Latifiya (اللطيفية), named after Latifiya river, is an Iraqi town south of Baghdad, between Mahmoudiyah and Iskandariya, inhabited originally by 97,043 people. It has a mix of Sunni and Shia Muslim population, and surrounded by in the west and the east by rural areas dominated by Sunni Arabs, while its countryside and towns to the north and south are Shia in their majority.

During the period between 2003 and 2007, Latifiya was one of the most dangerous places for the Coalition Forces. The insurgent groups operated almost freely in Latifiya and the neighboring Sunni dominated Al-Yusufiyah. One known case was the ambush to agents of the Centro Nacional de Inteligencia from Spain in November 2003. Nearly all of the Shia citizens were ethnically cleansed, being chased off to Mahmoudiyah, Nasiriya and Iskandariya nearby.
In 2014–15, the ISIS jihadists once again expelled the Shia population. With their defeat in 2017, once again the Shia returned, but this time it was the turn for the Sunni population to be harassed and deported.

It is home to the 1/4/6 Iraqi Army Battalion and US Patrol Base Latifiya (FOB ROW).
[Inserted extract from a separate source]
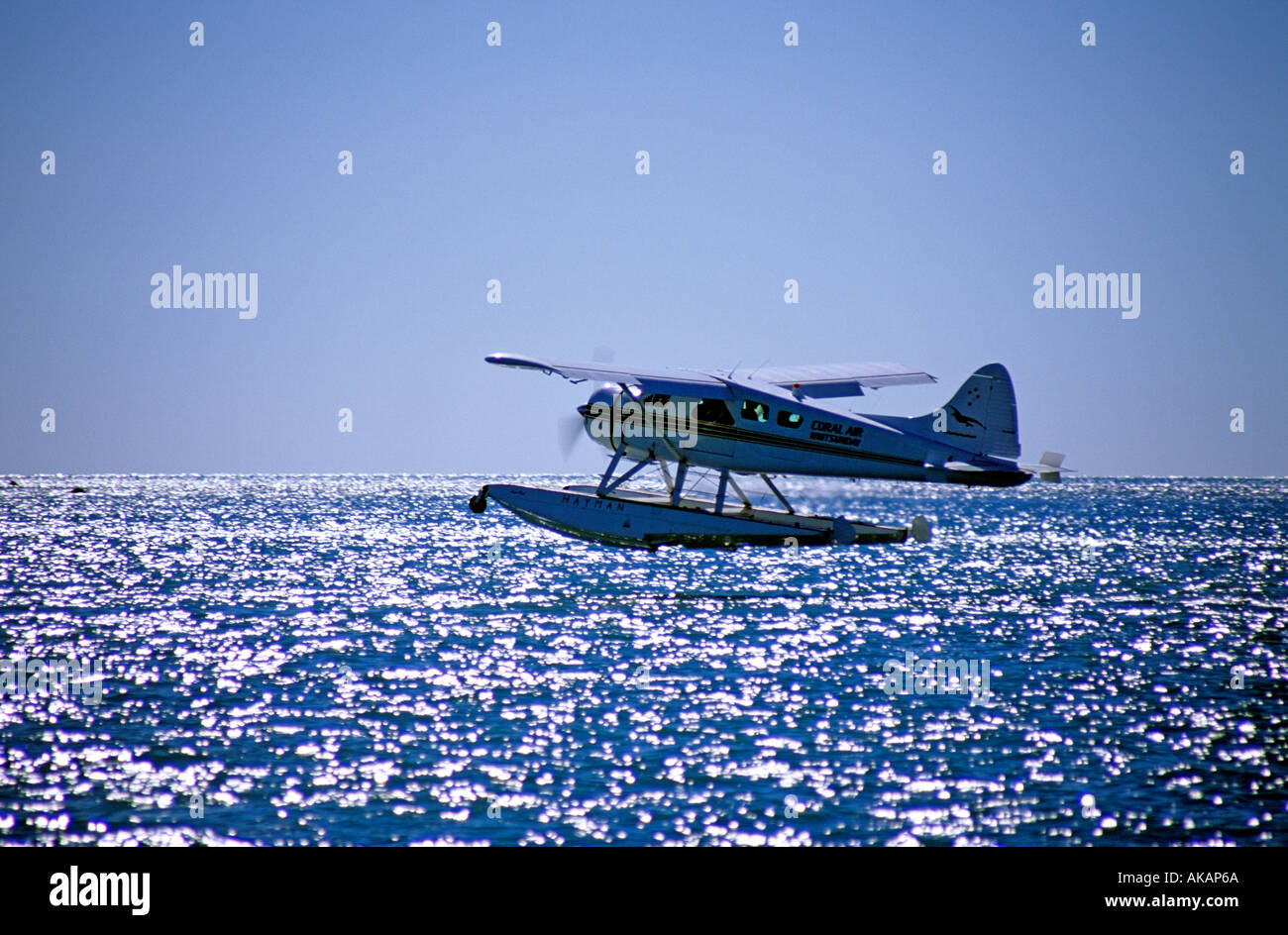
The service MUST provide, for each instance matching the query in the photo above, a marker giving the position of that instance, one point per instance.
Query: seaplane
(763, 423)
agricultureal importance and tribes

Al-Latifiyah is known as the food basket of Baghdad and the southern gateway to the city.
Its residents belong to tribes such as Al-Janabiyin, Al-Ghurair, Al-Bu Aitha, Al-Jubur, Al-Khawalid, Al-Dulaim, and other honorable tribes.
The area is famous for producing strategic crops such as wheat and barley, in addition to date palms, fruits, and vegetables—especially lettuce, which is produced there in large quantities.
Agriculture in the district depends on the waters of the Latifiyah River, and it has also seen development in modern irrigation systems, as well as poultry and fish farming.
Al-Latifiyah became known for its resistance to the American occupation since 2003 and for confronting it, which made it a target of many retaliatory campaigns. After the situation in the country gradually stabilized and the occupation ended, life in the district returned to normal.